ABSTRACT

As part of their Global Trends Survey, Ipsos Mori asked people in various countries whether they agreed with the description ‘The climate change we are currently seeing is largely the result of human activity’ (Mori 2014). The results showed that 93 per cent of respondents in China agreed, 64 per cent in the UK agreed, while in the US, only 54 per cent agreed. Most of these respondents are not basing their convictions about whether climate change is caused by humans on direct readings of temperature data or ice core samples, but on the texts that they have been exposed to.
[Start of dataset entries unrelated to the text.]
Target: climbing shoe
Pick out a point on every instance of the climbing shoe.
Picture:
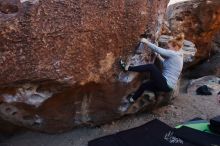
(126, 103)
(123, 65)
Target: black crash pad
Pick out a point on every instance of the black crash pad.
(154, 133)
(197, 137)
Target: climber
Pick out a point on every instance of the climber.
(166, 80)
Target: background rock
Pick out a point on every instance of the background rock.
(199, 20)
(189, 50)
(58, 59)
(211, 81)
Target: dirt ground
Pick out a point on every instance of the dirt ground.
(183, 108)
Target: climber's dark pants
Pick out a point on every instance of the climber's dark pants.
(157, 83)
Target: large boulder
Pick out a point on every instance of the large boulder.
(199, 20)
(58, 59)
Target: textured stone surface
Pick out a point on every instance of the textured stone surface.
(189, 49)
(209, 67)
(199, 20)
(58, 59)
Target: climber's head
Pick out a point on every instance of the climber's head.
(176, 43)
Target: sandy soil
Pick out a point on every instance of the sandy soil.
(183, 108)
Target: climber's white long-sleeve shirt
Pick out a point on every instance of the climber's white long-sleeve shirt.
(172, 64)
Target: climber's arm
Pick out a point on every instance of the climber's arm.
(160, 58)
(161, 51)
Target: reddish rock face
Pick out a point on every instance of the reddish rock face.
(58, 59)
(199, 20)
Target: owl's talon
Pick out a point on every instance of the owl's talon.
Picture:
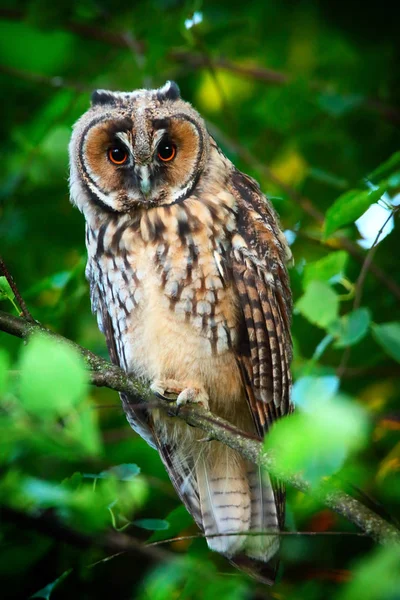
(193, 396)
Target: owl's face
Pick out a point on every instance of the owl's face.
(144, 148)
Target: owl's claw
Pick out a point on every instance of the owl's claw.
(193, 396)
(182, 394)
(164, 393)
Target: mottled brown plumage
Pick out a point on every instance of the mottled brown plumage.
(187, 269)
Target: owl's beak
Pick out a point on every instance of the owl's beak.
(144, 178)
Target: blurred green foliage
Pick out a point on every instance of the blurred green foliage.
(302, 96)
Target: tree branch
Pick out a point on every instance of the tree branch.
(105, 374)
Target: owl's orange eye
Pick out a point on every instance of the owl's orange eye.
(166, 150)
(117, 155)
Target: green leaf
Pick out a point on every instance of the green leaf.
(4, 366)
(338, 105)
(5, 289)
(385, 167)
(49, 588)
(319, 304)
(152, 524)
(351, 328)
(388, 336)
(123, 472)
(318, 446)
(329, 268)
(178, 519)
(53, 377)
(309, 389)
(349, 207)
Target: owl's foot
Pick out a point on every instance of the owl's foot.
(182, 393)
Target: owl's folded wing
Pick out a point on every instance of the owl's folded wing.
(257, 263)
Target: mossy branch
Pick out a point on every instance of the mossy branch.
(104, 374)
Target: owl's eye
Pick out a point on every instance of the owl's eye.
(117, 155)
(166, 150)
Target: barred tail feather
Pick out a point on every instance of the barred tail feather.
(224, 500)
(264, 516)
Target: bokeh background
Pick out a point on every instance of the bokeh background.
(304, 97)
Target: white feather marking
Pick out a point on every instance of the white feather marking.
(218, 262)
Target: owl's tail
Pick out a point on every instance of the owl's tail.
(236, 499)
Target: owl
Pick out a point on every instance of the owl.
(188, 279)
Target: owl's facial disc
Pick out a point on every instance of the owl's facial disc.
(145, 148)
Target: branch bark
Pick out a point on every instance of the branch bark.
(105, 374)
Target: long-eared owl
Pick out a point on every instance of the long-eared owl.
(188, 279)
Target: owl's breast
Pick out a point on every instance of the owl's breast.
(167, 289)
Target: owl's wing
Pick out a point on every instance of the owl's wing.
(258, 267)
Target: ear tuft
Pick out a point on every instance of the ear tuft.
(103, 97)
(169, 91)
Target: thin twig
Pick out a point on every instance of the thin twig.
(262, 74)
(217, 429)
(306, 204)
(272, 77)
(24, 309)
(359, 288)
(196, 536)
(368, 261)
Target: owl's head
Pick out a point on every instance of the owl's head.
(143, 148)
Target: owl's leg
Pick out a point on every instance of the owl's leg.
(183, 392)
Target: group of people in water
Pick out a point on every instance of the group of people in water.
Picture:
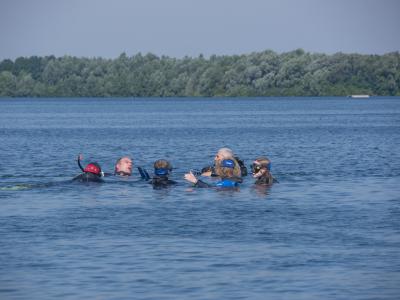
(227, 168)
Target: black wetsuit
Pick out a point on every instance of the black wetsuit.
(232, 182)
(88, 177)
(266, 179)
(161, 181)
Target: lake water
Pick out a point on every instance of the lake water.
(330, 229)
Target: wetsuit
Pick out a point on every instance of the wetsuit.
(88, 177)
(266, 179)
(161, 182)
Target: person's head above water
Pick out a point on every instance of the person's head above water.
(261, 166)
(226, 168)
(123, 166)
(162, 167)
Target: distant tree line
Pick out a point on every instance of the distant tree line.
(295, 73)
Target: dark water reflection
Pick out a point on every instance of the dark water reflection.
(329, 229)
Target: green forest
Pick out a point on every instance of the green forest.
(267, 73)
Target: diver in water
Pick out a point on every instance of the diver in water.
(162, 169)
(261, 169)
(225, 153)
(123, 166)
(226, 170)
(91, 173)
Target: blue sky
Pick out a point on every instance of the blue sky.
(176, 28)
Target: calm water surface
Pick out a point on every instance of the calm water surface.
(329, 230)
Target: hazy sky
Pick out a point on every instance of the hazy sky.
(177, 28)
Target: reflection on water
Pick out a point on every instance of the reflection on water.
(329, 229)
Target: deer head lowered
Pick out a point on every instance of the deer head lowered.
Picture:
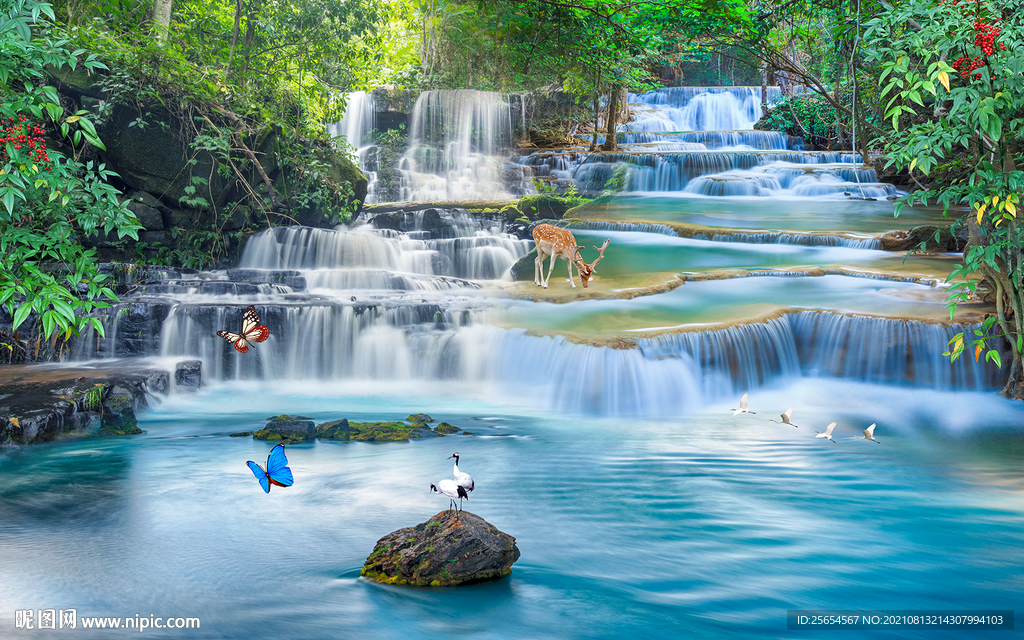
(558, 243)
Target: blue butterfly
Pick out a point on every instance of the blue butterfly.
(276, 471)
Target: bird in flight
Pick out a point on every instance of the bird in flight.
(786, 418)
(742, 407)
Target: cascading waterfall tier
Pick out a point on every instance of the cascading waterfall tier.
(696, 109)
(699, 141)
(356, 126)
(457, 144)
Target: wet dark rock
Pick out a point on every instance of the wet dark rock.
(148, 217)
(524, 267)
(119, 412)
(40, 403)
(188, 375)
(935, 239)
(176, 218)
(155, 238)
(288, 429)
(148, 200)
(446, 550)
(440, 263)
(238, 218)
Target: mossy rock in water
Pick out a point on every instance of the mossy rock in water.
(388, 431)
(119, 413)
(288, 429)
(446, 550)
(336, 430)
(543, 206)
(446, 428)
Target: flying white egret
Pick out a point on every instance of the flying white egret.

Texts (whether written, oral or visual texts) have a dual role – they put forward descriptions such as ‘humans cause climate change’ and represent these descriptions as true, false, certain or uncertain. In other words, they place descriptions of the world on a spectrum of facticity, from absolute truth at one end to absolute falsehood on the other, with a range of levels of uncertainty in between. In doing so they play a potential role in influencing readers’ convictions, which are (in this book) stories in people’s minds about whether certain descriptions of reality are true, certain, uncertain or false. The Intergovernmental Panel on Climate Change (IPCC), for example, presents

the description ‘humans cause climate change’ high up the spectrum of facticity in its Fifth Assessment Report:

It is extremely likely that human influence has been the dominant cause of the observed warming since the mid-20th century (EN13:17).